The eve of the last Wednesday of the year (in Iranian calendar) marks a familiar event: "Charshanbe Suri" (or more correctly, "Chaharshanbe Suri"). Charshanbe Suri, which literally means "Red Wednesday", is celebrated with lighting bonfires and using firecrackers. People go to streets, gather in groups, sing and dance.

A major tradition is jumping over fires and singing "Sorkhie to az man, zardie man az to". A literal translation would be "Your redness is mine, my yellowness is yours." I found the above translation more interesting, "Give me your fiery red color, and take back my sickly pallor." I was going to write on the origins of the festival here, but I think my information on the subject is not complete and I don't want to post incorrect information to my blog. As far as I know, today's form of the festival does not seem to adhere completely to ancient Iranian beliefs. Ancient Iranians respected fire deeply and would not jump over it. The true festival of Fire, "Sadeh", is far different than Charshanbe Suri. However, the tradition, even in its today form, is very old and it does not have any religious significance. Today, Iranians with different religious backgrounds, Zoroastrians, Christians, Jews, Muslims, atheists and others take part in the festival as a completely secular event.

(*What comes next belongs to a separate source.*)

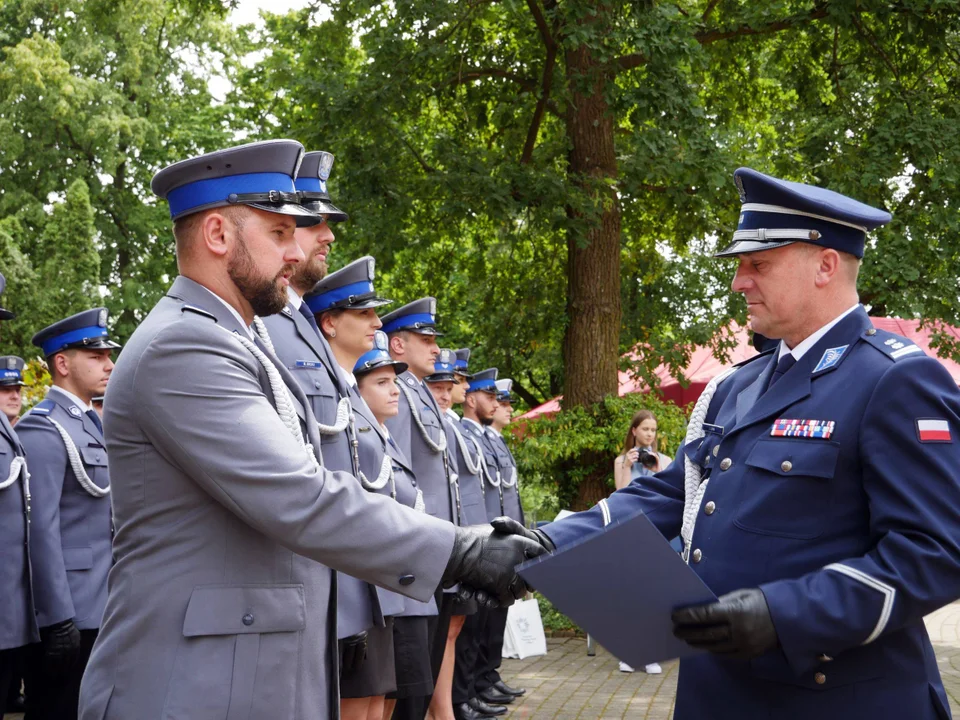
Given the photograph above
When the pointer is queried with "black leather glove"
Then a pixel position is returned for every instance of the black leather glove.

In recent years, Charshanbe Suri has become quite a dangerous event. Last year, I went to Gisha, one of the major centers in Tehran people usually go to on this night. It was an experience much like being in a real battle front. The constant sound of Firecrackers bursting was much like the sound of bombs. As we left the place, I saw riot police coming to attack people.

Charshanbe Suri is not very much liked by the Islamic regime (and that's why I like it!). Maybe that's because on this night a lot of people gather and go completely out of control. In fact, the night before the last Wednesday of the year is one of the few occasions in which the Islamic Republic laws practically are not applied. Many women go to public places without the Islamic hejab (Islamic cover) dancing and singing with men.

This year my Esperantist friends and I went to a private garden for the festival (and one day earlier; the festival is now expanded in many days and other days are much safer than the "red Wednesday"!). Among many other things, we sang a few Esperanto songs together. It was a wonderful night.